“Un’assistente sociale eroina della Resistenza francese” di Bruno Bortoli – Università Cattolica di Milano
Betty Albrecht (Marsiglia, 1893 – Fresnes, 1943)
Cresciuta nell’alta società protestante, tutto sembrava destinare questa donna, alta un metro e cinquantuno e dagli occhi di un azzurro inconfondibile, a svolgere fino in fondo il ruolo di madre di famiglia. Tutto, salvo il suo temperamento radicale e incontrollabile, il suo status di borghese anticonformista, gli incontri con persone notevoli e i casi della vita. Così la sua biografia devìa da una traiettoria prevedibile per portarla a diventare infermiera, assistente sociale di fabbrica, femminista militante, propagandista della libertà sessuale, compagna di strada del Partito comunista francese (Missyka, 2005).

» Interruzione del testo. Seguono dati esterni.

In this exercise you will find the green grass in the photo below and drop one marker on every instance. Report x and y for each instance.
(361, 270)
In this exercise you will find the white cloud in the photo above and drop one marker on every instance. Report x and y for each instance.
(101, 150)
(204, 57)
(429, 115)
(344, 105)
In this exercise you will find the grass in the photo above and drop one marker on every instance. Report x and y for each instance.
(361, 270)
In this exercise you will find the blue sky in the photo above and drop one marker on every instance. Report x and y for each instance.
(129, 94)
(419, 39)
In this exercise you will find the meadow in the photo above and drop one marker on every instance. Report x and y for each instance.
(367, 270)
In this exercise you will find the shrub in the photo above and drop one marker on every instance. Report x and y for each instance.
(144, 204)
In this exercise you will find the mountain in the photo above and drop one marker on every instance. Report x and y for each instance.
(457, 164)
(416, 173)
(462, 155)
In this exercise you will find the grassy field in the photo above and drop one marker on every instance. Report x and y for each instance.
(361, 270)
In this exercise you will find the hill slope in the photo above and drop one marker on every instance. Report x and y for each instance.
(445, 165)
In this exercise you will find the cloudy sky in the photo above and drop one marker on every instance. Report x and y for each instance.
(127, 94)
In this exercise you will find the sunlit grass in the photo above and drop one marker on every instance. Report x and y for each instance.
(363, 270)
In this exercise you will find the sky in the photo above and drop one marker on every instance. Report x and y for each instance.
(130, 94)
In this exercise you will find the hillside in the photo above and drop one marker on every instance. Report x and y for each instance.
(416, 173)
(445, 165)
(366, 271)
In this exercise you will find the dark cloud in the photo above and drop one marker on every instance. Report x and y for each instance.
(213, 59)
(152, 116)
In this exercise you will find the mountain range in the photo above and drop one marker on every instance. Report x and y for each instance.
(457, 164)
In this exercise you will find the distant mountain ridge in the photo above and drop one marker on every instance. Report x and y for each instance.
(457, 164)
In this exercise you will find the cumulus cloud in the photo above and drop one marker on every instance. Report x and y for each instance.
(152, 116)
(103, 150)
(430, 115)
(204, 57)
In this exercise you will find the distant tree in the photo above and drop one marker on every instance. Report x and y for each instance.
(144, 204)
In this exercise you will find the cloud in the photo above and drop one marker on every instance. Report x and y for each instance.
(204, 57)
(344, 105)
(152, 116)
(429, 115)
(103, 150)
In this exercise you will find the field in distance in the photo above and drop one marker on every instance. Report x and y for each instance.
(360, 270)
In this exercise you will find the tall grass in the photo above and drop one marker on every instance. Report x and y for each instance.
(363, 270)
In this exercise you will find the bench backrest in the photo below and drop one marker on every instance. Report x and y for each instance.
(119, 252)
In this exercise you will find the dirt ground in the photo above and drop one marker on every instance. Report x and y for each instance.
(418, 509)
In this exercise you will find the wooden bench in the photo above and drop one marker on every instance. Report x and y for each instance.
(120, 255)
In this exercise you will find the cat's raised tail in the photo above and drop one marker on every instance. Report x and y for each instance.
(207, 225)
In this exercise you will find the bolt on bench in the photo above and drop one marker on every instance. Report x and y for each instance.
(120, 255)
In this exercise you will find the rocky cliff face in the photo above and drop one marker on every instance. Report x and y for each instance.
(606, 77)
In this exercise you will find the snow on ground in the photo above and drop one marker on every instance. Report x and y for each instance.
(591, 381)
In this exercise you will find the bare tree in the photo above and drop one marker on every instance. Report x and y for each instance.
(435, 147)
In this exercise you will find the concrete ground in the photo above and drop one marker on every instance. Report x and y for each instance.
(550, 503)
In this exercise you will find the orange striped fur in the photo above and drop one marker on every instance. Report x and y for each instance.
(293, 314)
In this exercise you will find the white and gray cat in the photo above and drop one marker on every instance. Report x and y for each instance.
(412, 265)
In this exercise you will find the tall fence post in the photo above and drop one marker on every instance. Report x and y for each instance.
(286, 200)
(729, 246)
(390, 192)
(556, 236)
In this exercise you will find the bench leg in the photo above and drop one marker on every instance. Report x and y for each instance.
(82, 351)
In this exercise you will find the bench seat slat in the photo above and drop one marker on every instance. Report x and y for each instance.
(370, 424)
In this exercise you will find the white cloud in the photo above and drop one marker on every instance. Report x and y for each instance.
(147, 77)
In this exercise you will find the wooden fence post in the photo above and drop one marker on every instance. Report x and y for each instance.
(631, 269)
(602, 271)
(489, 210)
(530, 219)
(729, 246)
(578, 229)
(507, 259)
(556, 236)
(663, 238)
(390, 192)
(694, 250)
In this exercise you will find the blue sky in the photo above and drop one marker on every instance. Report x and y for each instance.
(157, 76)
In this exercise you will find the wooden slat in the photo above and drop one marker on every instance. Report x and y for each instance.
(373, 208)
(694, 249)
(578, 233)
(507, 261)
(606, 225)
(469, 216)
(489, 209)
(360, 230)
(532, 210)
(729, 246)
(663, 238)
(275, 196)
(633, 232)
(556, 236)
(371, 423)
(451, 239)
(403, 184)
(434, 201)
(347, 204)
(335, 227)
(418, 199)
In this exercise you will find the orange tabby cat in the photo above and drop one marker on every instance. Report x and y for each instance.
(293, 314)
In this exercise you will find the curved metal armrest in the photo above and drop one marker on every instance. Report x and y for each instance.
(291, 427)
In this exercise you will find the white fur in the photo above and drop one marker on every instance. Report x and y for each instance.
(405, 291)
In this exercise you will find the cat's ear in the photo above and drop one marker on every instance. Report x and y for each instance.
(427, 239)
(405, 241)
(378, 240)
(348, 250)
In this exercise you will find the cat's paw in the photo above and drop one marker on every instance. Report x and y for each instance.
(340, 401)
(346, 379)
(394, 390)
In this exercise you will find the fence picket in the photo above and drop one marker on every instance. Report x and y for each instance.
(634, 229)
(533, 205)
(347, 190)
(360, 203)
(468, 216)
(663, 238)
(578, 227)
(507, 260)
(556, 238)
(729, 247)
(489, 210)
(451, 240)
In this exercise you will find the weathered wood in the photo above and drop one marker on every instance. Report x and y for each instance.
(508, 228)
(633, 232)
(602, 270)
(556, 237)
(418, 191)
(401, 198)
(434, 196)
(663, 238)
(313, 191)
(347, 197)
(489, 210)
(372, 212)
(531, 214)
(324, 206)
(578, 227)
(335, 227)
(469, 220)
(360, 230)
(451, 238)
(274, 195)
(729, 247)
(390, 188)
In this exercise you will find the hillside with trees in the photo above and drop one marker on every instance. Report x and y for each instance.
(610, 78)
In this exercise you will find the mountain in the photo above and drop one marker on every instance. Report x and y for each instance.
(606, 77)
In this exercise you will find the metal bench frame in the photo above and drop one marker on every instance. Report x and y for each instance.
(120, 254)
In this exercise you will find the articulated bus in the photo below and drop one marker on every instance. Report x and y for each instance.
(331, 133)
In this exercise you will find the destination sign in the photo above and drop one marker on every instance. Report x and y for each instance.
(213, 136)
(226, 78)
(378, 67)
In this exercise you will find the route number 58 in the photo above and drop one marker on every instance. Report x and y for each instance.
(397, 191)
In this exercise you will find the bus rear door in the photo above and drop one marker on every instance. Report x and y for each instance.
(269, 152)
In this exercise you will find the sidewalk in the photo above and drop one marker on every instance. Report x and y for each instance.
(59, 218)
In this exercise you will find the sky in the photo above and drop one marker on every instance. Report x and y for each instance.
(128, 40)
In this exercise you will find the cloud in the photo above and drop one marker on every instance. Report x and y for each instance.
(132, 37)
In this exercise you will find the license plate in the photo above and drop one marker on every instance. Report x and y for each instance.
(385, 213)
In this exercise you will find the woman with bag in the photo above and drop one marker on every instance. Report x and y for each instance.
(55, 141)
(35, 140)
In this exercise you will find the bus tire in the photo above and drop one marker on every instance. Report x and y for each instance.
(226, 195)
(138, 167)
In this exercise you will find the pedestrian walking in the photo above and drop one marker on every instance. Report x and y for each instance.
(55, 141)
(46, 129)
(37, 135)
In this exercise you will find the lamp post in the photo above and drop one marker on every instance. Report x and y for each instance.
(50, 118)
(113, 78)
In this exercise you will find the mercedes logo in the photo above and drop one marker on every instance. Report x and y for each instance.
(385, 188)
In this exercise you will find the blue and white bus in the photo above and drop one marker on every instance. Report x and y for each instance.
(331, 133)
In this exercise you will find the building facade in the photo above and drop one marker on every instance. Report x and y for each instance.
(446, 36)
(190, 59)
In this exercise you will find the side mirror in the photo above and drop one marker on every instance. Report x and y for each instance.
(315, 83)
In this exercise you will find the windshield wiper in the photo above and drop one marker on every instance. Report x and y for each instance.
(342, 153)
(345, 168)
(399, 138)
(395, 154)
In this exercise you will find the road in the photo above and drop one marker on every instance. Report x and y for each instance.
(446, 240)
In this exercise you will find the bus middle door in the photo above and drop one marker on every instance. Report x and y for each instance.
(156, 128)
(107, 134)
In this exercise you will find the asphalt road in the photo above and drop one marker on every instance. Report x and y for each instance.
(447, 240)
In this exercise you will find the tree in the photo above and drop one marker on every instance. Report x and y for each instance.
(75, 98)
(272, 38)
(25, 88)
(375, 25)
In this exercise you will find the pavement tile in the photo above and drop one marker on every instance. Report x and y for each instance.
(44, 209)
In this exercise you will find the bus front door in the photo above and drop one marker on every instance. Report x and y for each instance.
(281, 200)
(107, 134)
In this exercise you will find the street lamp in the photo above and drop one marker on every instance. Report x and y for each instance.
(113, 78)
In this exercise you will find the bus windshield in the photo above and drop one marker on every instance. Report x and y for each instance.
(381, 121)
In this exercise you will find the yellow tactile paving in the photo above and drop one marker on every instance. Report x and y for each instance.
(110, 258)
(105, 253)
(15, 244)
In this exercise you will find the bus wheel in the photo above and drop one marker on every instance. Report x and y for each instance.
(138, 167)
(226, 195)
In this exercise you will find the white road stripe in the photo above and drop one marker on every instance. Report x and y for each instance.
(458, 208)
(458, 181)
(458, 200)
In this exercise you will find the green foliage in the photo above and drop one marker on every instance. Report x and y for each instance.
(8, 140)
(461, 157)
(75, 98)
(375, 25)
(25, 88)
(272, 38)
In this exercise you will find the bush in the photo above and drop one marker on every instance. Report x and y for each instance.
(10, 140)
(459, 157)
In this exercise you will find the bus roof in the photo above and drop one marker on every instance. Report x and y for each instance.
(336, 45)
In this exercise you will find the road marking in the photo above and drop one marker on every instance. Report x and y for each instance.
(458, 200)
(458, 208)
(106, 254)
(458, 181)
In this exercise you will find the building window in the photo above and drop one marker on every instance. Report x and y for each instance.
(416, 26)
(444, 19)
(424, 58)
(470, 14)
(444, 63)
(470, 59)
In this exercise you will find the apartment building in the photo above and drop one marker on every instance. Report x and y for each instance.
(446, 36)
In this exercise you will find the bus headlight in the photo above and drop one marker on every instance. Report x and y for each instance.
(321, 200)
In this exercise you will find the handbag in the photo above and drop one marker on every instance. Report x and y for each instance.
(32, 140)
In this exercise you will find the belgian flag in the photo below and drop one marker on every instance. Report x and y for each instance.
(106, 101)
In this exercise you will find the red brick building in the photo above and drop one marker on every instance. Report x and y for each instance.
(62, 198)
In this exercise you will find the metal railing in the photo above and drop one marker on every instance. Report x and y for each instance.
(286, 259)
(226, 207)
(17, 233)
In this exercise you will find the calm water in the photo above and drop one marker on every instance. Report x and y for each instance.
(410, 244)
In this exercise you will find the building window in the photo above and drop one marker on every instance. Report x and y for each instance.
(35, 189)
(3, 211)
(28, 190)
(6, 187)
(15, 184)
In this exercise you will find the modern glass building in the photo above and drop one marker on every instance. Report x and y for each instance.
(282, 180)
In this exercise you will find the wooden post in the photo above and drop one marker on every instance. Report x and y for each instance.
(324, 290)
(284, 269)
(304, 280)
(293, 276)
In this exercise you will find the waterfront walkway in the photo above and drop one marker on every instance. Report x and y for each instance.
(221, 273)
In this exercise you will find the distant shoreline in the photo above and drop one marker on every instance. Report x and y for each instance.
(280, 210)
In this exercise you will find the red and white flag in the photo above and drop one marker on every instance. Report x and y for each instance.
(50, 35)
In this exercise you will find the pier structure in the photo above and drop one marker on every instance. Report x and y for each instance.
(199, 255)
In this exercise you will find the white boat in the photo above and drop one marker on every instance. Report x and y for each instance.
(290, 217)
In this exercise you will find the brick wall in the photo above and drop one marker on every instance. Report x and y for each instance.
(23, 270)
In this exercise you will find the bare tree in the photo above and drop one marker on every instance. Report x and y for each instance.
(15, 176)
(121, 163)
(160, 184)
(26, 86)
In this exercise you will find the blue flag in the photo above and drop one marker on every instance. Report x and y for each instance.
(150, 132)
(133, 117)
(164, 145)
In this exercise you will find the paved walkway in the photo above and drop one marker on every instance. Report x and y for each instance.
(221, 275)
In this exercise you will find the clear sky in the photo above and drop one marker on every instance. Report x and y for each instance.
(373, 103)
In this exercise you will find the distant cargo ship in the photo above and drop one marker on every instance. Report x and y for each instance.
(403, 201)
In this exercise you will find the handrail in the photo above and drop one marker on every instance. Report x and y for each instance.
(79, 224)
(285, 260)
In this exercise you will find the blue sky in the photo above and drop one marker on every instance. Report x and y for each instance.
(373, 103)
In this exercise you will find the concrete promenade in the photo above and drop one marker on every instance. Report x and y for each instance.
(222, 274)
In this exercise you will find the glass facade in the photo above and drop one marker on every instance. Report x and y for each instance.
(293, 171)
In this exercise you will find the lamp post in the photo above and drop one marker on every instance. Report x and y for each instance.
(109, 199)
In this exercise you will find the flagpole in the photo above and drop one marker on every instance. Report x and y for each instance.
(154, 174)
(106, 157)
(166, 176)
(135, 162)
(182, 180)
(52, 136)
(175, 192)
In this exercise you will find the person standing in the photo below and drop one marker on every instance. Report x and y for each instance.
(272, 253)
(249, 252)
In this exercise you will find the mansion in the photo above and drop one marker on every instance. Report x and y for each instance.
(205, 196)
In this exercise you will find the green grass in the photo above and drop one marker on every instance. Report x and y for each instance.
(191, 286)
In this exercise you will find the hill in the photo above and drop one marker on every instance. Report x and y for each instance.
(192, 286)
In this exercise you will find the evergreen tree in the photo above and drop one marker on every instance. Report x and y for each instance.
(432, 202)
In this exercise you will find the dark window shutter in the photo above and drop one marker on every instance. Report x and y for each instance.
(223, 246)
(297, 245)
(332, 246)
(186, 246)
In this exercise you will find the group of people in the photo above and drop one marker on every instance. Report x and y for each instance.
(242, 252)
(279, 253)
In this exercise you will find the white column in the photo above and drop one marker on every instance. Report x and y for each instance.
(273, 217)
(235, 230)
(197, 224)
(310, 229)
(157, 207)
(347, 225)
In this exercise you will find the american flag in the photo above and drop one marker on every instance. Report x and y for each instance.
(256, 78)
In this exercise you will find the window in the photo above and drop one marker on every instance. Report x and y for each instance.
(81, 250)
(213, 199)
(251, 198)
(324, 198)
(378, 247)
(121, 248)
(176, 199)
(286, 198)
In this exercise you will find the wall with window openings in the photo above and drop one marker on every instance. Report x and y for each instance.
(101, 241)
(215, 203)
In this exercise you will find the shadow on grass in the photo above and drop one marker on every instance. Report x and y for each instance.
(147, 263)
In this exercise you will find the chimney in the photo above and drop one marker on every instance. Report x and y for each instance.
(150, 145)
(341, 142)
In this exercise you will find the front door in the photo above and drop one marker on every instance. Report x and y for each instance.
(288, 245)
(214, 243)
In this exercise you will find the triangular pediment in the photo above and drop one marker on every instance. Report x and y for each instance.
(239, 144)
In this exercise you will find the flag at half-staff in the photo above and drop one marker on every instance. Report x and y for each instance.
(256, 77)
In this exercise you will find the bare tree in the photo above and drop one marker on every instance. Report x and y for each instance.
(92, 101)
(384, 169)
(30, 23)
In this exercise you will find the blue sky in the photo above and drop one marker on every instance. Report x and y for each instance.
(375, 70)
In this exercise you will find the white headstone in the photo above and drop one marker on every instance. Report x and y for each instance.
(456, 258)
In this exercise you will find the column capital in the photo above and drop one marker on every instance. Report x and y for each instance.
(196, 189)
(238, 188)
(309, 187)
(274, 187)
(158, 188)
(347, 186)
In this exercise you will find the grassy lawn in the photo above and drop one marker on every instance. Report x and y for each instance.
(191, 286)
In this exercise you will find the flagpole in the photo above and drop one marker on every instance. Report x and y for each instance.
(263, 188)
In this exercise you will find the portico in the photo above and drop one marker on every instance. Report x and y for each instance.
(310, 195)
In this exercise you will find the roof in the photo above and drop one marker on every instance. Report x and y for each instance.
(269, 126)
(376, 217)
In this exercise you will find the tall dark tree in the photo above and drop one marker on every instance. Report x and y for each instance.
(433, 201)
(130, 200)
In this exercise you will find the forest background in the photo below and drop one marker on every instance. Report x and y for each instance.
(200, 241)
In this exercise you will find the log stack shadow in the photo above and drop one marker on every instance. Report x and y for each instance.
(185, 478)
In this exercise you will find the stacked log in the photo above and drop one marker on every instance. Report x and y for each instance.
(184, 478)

Berty Wild, fondatrice dell’Unione Mondiale delle Donne contro il Fascismo e martire della resistenza francese al nazifascismo (nome di battaglia: Victoria), nasce il 15 febbraio 1893 nel cuore della vecchia Marsiglia, figlia di Oscar Wild e di Marthe Grosclaude, di origine svizzera.
Dopo gli studi classici al Liceo Montgrand di Marsiglia e poi a Losanna, nel 1911 frequenta i corsi organizzati dalla Croce Rossa per diventare infermiera, conseguendo questa qualifica l’anno successivo. Appena diplomata, alla vigilia della Grande guerra, parte per Londra per impiegarsi come educatrice in un istituto femminile. Dopo lo scoppio delle ostilità rientra a Marsiglia, dove mette a frutto il suo diploma di infermiera presso gli ospedali militari cittadini.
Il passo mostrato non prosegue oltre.